The cows have been making movies lately, so they are ready to play a variant of the famous game “Six Degrees of Kevin Bacon”.

The game works like this: each cow is considered to be zero degrees of separation (degrees) away from herself. If two distinct cows have been in a movie together, each is considered to be one ‘degree’ away from the other. If a two cows have never worked together but have both worked with a third cow, they are considered to be two ‘degrees’ away from each other (counted as: one degree to the cow they’ve worked with and one more to the other cow). This scales to the general case.
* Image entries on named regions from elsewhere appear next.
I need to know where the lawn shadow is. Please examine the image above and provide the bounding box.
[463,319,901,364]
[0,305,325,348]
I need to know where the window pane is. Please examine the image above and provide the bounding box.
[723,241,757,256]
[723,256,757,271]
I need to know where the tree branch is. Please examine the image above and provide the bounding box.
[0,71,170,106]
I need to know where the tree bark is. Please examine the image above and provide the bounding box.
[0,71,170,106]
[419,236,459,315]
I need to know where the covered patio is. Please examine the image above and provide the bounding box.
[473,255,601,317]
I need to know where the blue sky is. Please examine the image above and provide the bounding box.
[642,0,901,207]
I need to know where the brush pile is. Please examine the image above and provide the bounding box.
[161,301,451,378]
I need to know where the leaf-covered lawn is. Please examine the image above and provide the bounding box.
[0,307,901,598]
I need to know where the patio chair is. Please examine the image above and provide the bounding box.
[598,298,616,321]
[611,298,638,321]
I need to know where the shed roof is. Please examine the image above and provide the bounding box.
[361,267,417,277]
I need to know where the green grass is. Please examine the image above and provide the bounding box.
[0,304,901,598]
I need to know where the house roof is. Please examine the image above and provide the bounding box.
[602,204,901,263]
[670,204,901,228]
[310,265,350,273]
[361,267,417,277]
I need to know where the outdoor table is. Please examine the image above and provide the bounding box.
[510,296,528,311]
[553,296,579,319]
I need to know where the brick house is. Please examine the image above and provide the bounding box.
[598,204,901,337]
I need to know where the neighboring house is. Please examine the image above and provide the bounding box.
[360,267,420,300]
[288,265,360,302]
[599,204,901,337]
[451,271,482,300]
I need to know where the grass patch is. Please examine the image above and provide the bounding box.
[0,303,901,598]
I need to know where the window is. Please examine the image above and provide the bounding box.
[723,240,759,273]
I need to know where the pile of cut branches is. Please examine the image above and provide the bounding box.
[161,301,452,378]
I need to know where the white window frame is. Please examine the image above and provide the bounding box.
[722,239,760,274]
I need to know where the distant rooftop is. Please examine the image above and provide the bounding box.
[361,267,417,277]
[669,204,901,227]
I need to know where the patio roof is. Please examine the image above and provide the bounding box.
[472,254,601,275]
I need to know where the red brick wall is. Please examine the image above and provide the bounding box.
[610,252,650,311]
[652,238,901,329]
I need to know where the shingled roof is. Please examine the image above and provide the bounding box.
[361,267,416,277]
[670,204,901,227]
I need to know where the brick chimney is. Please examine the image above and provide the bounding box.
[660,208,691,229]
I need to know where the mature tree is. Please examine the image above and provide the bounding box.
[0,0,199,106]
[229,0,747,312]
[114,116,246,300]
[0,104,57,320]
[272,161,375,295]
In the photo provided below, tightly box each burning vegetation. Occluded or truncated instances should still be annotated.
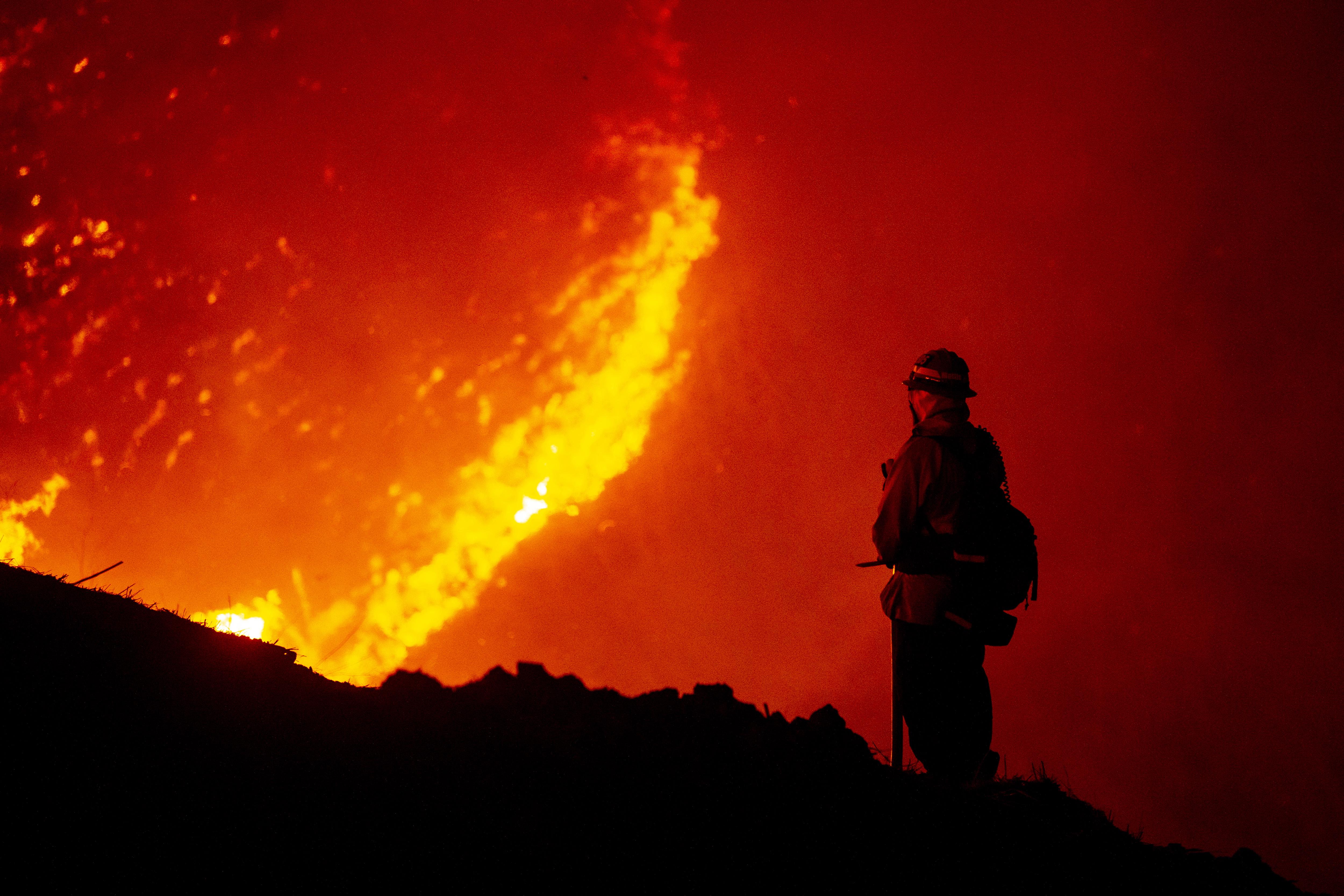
[0,3,718,682]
The N (2 <= N <= 300) cows are interested in figuring out which cow has the smallest average degree of separation from all the other cows. excluding herself of course. The cows have made M (1 <= M <= 10000) movies and it is guaranteed that some relationship path exists between every pair of cows.

Input

  • Line 1: Two space-separated integers: N and M

  • Lines 2…M+1: Each input line contains a set of two or more space-separated integers that describes the cows appearing in a single movie. The first integer is the number of cows participating in the described movie, (e.g., Mi); the subsequent Mi integers tell which cows were.

Output

  • Line 1: A single integer that is 100 times the shortest mean degree of separation of any of the cows.

Sample Input

4 2
3 1 2 3
2 3 4

Sample Output

100
Hint

[Cow 3 has worked with all the other cows and thus has degrees of separation: 1, 1, and 1 – a mean of 1.00 .]

思路:

题目问的全部牛中的平均度最低,全部的话明显使用floyd算法,这样比较方便,然后就是套用floyd的模板就行了。

#include <iostream>
#include <cstdio>
#include <algorithm>
#include <cstring>
using namespace std;
const int maxn = 310;
const int inf = 0x3f3f3f3f;
int map[maxn][maxn] = {0};
int a[maxn] = {0};
int main() {
    int n, m, t;
    scanf("%d %d", &n, &m);
    memset(map, inf, sizeof(map));
    for (int i = 0; i < m; i++) {
        scanf("%d", &t);
        for (int j = 0; j < t; j++) scanf("%d", &a[j]);
        for (int j = 0; j < t; j++) {
            for (int k = j + 1; k < t; k++) {
                map[a[j]][a[k]] = map[a[k]][a[j]] = 1;
            }
        }
    }
    for (int i = 1; i <= n; i++) {
        for (int j = 1; j <= n; j++) {
            for (int k = 1; k <= n; k++) {
                if (i != j) {
                    map[i][j] = min(map[i][k] + map[k][j], map[i][j]);
                }
            }
        }
    }
    double Min = inf;
    for (int i = 1; i <= n; i++) {
        double sum = 0;
        int cnt = 0;
        for (int j = 1; j <= n; j++) {
            if (i != j && map[i][j] != inf) {
                sum += map[i][j];
            }
        }
        Min = min(Min, sum / (n - 1));
    }
    int x = Min * 100;
    printf("%d\n", x);
    return 0;
}